I'm running into issues when using a ReverseProxy that sits in front of a service that serves static asset files (in this case, 100's in a few seconds). Occasionally (1 out ~500 files) will error out with:
http: proxy error: dial tcp: lookup myapp.default.svc.cluster.local on 172.18.0.16:53: dial udp 172.18.0.16:53: operation was canceledThat error occurs within a second of the request being sent, so it shouldn't trigger any timeouts.
When using a default ReverseProxy initialized using:
proxy := httputil.NewSingleHostReverseProxy(&url.URL{Scheme: scheme,Host: host})
In a configuration like:
browser -> proxy -> golang http service
Where the proxy and http service (go 1.7.4) are running in docker containers (using kubernetes), and the DNS resolver is kube-dns (kubernetes 1.4).

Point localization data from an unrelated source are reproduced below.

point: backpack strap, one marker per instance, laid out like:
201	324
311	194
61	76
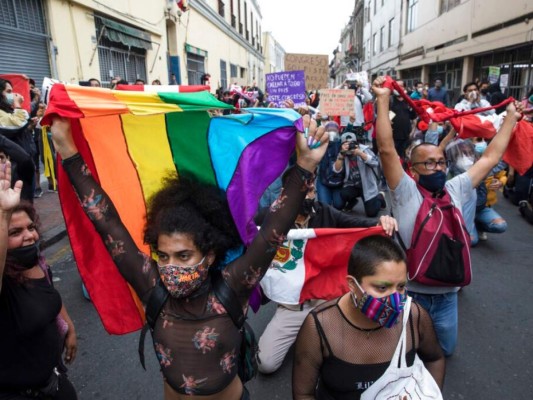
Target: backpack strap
229	299
155	303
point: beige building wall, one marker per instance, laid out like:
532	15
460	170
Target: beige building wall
72	28
453	34
204	28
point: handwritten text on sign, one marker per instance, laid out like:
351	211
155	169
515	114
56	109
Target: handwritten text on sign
286	85
315	67
337	102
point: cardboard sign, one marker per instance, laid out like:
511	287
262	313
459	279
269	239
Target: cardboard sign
286	85
494	74
316	68
337	102
21	85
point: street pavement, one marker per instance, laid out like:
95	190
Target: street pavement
492	360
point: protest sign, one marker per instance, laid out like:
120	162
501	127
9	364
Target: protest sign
315	67
286	85
494	74
337	102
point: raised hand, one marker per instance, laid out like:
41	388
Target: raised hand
62	137
9	198
378	88
311	144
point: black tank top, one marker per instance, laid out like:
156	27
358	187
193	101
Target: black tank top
341	380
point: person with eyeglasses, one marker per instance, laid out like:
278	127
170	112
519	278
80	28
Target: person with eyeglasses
428	169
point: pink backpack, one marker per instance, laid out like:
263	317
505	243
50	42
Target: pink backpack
440	246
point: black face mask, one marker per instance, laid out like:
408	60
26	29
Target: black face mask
26	257
307	207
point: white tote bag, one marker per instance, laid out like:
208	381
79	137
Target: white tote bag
415	382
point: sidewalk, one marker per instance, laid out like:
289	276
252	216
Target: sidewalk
52	223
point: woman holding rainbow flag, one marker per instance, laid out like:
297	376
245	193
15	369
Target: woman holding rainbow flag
190	230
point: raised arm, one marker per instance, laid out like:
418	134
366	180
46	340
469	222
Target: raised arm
246	272
132	264
392	167
307	361
496	148
9	198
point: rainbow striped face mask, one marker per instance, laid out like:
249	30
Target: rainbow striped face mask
383	310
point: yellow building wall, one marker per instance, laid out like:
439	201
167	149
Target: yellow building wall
73	32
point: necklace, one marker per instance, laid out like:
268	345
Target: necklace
367	330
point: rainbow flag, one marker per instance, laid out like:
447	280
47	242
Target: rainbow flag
130	140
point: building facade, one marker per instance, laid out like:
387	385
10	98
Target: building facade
77	40
381	39
80	39
457	41
274	54
220	37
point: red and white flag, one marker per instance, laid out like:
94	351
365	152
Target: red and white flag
313	264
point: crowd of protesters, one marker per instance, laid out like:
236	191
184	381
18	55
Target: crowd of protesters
383	147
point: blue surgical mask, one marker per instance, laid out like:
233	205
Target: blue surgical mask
10	99
433	182
480	147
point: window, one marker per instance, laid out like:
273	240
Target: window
195	68
232	71
223	75
246	20
117	59
239	15
447	5
412	6
233	17
391	22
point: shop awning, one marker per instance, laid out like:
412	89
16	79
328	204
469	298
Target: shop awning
195	50
127	35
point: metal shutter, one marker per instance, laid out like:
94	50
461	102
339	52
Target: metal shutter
24	47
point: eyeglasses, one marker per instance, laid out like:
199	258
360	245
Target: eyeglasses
431	165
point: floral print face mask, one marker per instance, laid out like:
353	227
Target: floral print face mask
182	280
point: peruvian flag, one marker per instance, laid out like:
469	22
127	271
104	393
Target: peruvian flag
164	88
312	264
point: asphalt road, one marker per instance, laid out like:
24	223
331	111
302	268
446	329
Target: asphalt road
493	359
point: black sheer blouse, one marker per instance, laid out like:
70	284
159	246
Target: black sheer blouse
194	338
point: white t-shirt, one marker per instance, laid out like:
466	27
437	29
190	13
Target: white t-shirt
406	201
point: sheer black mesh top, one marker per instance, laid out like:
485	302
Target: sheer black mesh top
195	340
337	360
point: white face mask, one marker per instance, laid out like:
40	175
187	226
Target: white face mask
10	98
464	163
333	135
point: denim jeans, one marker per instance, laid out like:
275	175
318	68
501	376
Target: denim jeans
443	311
484	223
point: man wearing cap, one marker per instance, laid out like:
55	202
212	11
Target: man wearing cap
356	164
325	186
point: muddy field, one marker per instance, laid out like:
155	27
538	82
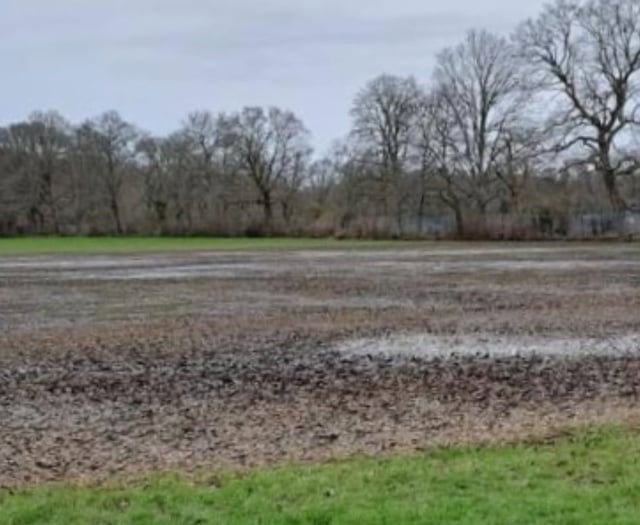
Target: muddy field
133	364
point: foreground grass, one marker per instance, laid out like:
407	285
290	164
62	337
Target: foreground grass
592	477
106	245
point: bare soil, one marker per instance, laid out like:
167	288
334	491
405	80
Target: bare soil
128	365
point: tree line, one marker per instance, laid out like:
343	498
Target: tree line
512	137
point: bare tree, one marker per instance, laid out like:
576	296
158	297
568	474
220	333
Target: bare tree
479	81
438	155
384	118
586	59
272	150
110	140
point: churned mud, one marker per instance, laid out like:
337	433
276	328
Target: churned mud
132	364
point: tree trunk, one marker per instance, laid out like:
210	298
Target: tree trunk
115	210
267	208
460	231
615	198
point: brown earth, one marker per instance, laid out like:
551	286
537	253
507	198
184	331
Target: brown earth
128	365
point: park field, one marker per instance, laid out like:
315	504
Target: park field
115	245
587	477
278	381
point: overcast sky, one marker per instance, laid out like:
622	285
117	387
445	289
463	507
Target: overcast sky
156	60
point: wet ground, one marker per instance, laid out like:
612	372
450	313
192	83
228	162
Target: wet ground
130	364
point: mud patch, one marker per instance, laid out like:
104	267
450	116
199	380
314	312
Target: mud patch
428	346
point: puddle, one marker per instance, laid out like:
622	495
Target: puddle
431	346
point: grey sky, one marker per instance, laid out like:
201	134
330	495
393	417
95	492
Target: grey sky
156	60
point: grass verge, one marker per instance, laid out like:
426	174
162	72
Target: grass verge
114	245
590	477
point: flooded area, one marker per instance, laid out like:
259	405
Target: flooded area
117	365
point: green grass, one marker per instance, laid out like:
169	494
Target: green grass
590	478
114	245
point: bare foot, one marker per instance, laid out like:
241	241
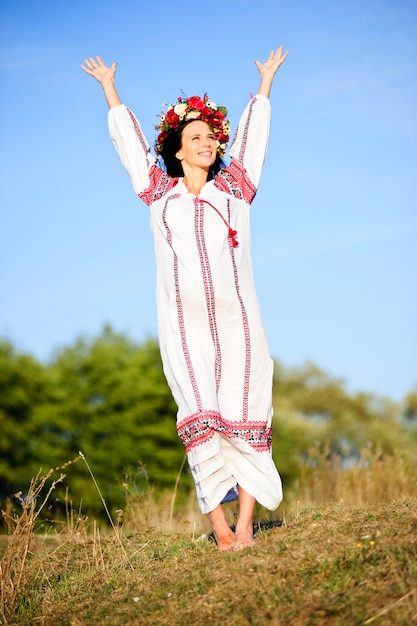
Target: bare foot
243	539
225	537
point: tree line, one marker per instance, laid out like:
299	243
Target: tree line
107	397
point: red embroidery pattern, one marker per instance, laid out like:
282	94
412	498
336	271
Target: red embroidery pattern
244	143
208	287
180	311
138	132
235	181
200	427
160	184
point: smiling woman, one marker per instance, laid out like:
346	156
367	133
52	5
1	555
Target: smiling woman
212	338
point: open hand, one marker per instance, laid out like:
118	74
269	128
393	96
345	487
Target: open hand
96	68
273	62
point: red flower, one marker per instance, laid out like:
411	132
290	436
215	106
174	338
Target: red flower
172	118
195	102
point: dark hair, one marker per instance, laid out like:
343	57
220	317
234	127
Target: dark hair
170	148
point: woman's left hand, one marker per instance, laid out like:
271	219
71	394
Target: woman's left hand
268	69
273	62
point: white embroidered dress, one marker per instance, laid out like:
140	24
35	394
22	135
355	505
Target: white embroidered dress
212	339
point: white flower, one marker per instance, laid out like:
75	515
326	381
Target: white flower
192	115
180	109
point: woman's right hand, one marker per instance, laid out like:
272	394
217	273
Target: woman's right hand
101	72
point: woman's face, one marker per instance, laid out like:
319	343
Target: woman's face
198	145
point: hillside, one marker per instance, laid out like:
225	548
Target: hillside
332	565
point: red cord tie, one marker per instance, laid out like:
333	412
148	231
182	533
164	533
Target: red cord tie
232	233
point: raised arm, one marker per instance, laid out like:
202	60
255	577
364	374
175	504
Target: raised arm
268	70
105	76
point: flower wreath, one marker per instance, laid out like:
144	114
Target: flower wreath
194	108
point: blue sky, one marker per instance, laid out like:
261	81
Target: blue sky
334	222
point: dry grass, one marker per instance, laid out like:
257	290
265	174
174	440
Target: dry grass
333	564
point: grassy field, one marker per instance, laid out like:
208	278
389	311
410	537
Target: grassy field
326	565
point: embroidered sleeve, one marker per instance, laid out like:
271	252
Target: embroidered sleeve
159	185
235	181
132	147
250	142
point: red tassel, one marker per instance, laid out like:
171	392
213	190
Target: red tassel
233	234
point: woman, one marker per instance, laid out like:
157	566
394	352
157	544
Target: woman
212	339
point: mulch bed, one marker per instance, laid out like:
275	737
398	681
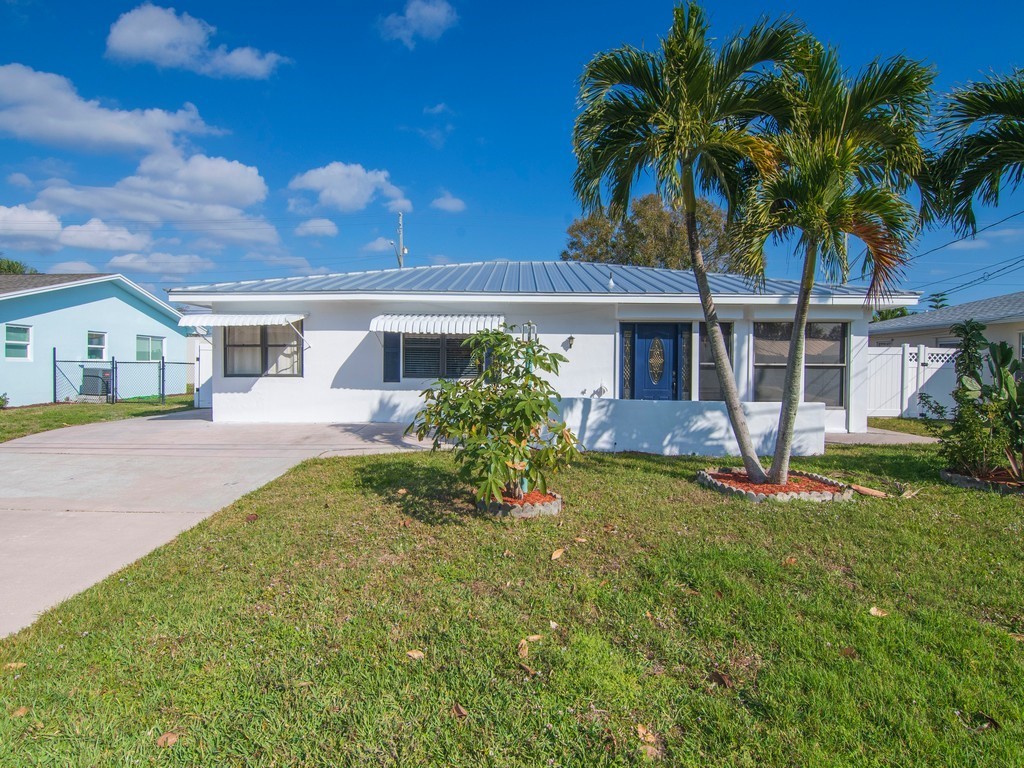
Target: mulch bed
801	485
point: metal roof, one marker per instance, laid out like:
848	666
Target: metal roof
552	278
1008	307
18	283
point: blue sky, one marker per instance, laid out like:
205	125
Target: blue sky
197	142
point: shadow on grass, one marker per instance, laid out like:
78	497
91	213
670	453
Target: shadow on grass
435	496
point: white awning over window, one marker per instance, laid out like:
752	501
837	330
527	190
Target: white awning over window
233	321
463	325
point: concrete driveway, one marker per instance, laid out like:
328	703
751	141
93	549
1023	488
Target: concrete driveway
78	504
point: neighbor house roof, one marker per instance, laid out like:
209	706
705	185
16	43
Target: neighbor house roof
518	278
15	286
996	309
19	283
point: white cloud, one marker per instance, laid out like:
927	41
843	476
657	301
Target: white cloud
44	108
350	187
166	39
425	18
24	228
316	228
73	267
199	195
95	235
160	263
379	245
449	203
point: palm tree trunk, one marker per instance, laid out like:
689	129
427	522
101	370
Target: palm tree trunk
722	364
794	386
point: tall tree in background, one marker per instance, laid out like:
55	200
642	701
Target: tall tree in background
982	131
682	114
651	236
850	152
10	266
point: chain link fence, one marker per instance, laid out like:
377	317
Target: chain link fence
114	381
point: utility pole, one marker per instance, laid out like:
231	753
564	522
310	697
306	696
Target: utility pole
399	247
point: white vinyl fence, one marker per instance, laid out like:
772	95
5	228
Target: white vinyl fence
897	376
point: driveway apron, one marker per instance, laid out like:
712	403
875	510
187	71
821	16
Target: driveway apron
79	504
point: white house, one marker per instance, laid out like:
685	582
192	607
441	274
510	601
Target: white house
89	321
361	346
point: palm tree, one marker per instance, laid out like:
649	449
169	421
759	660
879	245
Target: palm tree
849	152
683	115
982	131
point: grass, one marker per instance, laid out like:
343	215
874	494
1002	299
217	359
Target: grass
19	422
923	427
275	633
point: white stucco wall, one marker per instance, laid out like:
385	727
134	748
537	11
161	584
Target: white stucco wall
343	365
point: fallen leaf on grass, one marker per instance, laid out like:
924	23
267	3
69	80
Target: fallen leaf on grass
528	670
167	739
720	678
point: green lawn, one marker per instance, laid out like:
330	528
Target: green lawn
734	634
18	422
910	426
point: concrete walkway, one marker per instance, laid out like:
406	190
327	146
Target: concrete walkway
877	437
79	504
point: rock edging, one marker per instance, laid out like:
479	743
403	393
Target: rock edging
842	493
973	483
503	509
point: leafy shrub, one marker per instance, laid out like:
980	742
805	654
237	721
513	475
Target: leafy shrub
975	442
502	424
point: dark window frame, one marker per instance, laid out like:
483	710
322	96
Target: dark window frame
264	347
442	366
843	366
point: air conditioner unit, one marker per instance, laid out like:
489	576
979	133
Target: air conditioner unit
96	381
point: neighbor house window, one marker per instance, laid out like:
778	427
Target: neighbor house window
709	386
148	348
95	346
17	342
824	361
263	350
433	356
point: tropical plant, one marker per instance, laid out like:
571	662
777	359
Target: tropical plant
502	423
651	236
683	114
982	130
849	153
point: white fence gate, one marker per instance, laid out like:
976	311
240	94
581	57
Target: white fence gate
897	376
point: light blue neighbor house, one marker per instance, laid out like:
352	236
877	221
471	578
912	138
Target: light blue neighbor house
85	323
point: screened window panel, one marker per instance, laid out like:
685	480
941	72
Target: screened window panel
458	359
242	335
243	361
824	385
421	356
768	384
709	386
825	344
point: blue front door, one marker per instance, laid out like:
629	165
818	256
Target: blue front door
655	361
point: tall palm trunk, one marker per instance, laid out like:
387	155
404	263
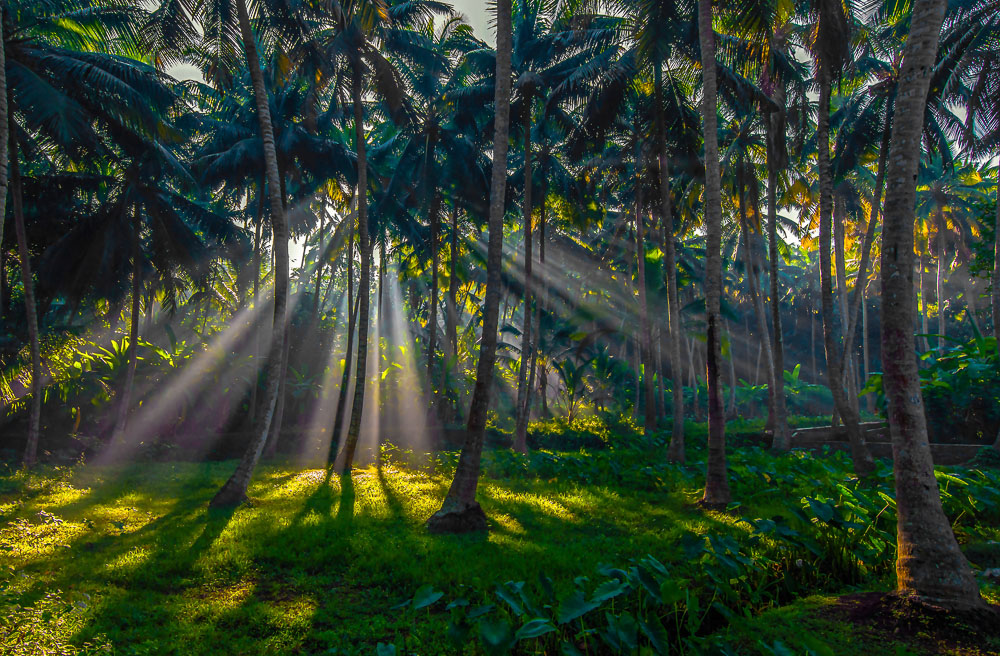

Changing the proxy to use a non-default transport (identical to http.DefaultTransport) but changing DialContext -> Dial:
v.Proxy.Transport = &http.Transport{
Proxy: http.ProxyFromEnvironment,
Dial: (&net.Dialer{
Timeout: 30 * time.Second,
KeepAlive: 30 * time.Second,
}).Dial,
MaxIdleConns: 100,
IdleConnTimeout: 90 * time.Second,
TLSHandshakeTimeout: 10 * time.Second,
ExpectContinueTimeout: 1 * time.Second,
}
solves the problem.
There are no errors in dnsmasq and kube-dns (the containers that provide DNS information).
I've stress tested the DNS setup (hundreds of thousands of requests, with one hundred concurrently) without issues (from a go binary).
I've hit the backend service directly with 1000 concurrent requests, no issues (from a go binary as well).
If I switch from using a hostname in NewSingleHostReverseProxy to the IP address of the backend service, the problem is also solved.
This seems to be a unique to named hosts + DialContext + ReverseProxy. Any ideas as to what might be happening?